I'm an engineer, not a mathematician...

the professor has assigned several proof questions, and I'm having difficulty answering them...

(This may need to be moved to homework help, but the topic is unusual, so I thought I'd get better response here)

Terminology: v is a join operation, ^ is a meet operation D[] is a bracket operation

Example:

Show that when:

$$A = a_1 \vee a_2, B = b_1 \vee b_2, \ and\ n = 2$$

then

$$A \wedge B = -D[a_2 , b_1 , b_2] a_1 + D[a_1 , b_1 , b_2] a_2$$
$$= D[a_1 , a_2 , b_2] b_1 - D[a_1 , a_2 , b_1] b_2$$

If the meet is zero, then assuming that the sets $(a_1, a_2)$ and $(b_1, b_2)$ are both independent, the four brackets must be zero. Show that, in this case, the two subspaces $A_s$ and $B_s$ are the same.

Now, proving the first part is fairly simple: just run though the definition of the meet.

I'm having difficulty with the second part. I thought that the definition of the meet is the intersection of the two subspaces.

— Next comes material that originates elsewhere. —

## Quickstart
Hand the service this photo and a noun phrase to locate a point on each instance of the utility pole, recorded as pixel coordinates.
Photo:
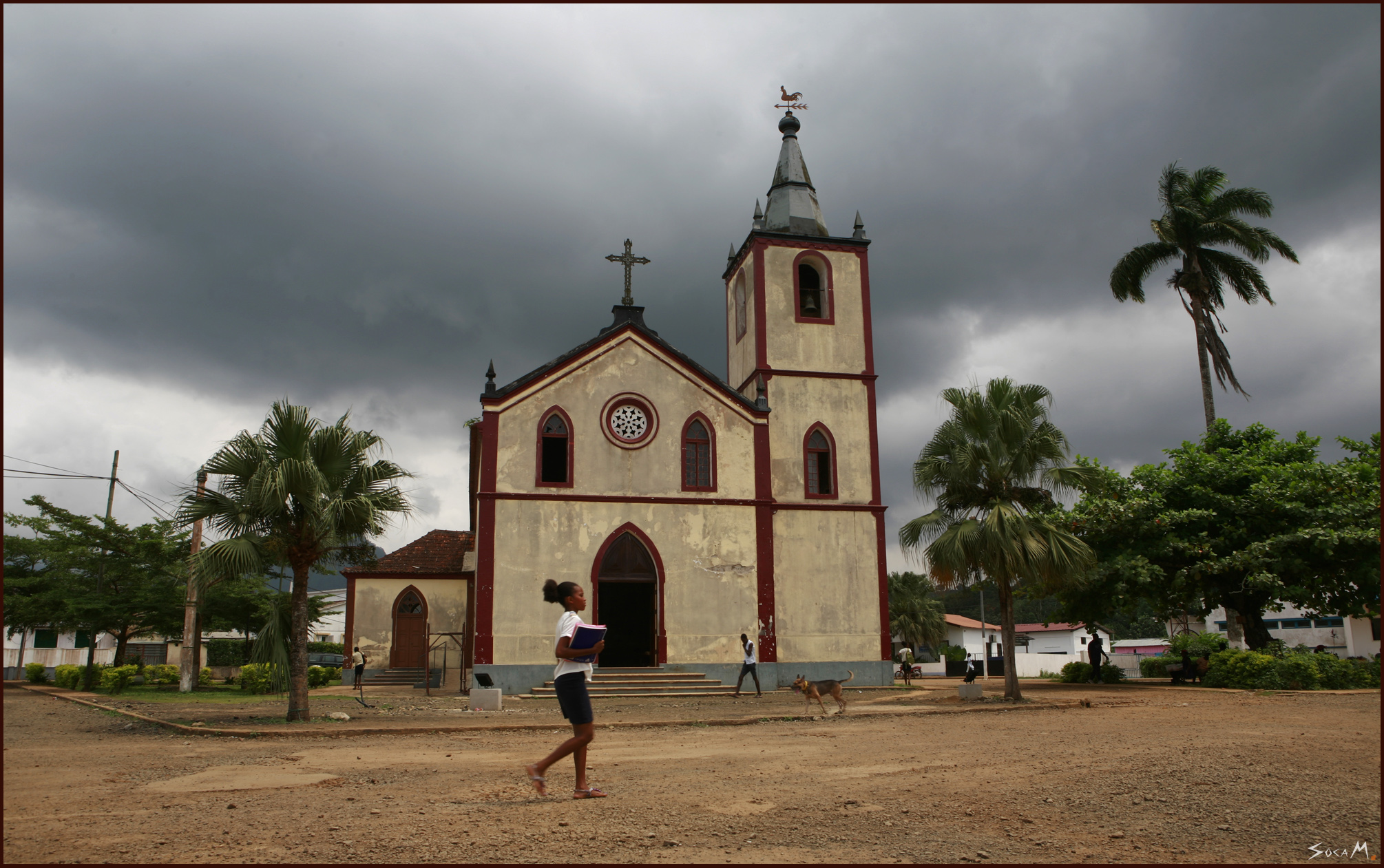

If the subspaces are the equal, then wouldn't the meet be either A_s or B_s?

 

[enigma]

Answering my own question somewhat:

OK. If the sets are independent, and $\alpha a_1 + \beta a_2 = 0$ , then $\alpha \ and \ \beta$ need to be zero because independancy implies $a_1 \ and \ a_2$ are not equal.

If $D[a_i, b_i, b_j] \ and \ D[a_i, a_j, b_i]$ are zero for any combination of i and j, that means that the two subspaces A and B are linearly independent for any combination of bases. This must mean that they are the same subspace.

Is that correct?

 

[Janitor]

Pardon my ignorance; I have barely ever done any reading on Grassman algebra. I probably won't be able to help you. But what is the definition of n?

 

[enigma]

n is the number of dimensions in addition to the projective plane: PA[Rⁿ⁺¹], where PA represents peano algebra.

so, the dimensions of a two dimensional projective space is PA[R²⁺¹] corresponding to e₀ e₁ and e₂ as the three coordinates, with e₁ being the x direction, e₂ being the y direction and e₀ being the perspective direction.

*I hope I'm not botching up my terminology here...*

 

[Janitor]

Ummm

I'll get back to you in a few weeks on this.

 

[Janitor]

You must know the answer by now! If you have time, could you sketch it out for us? If you're too busy, that's understandable.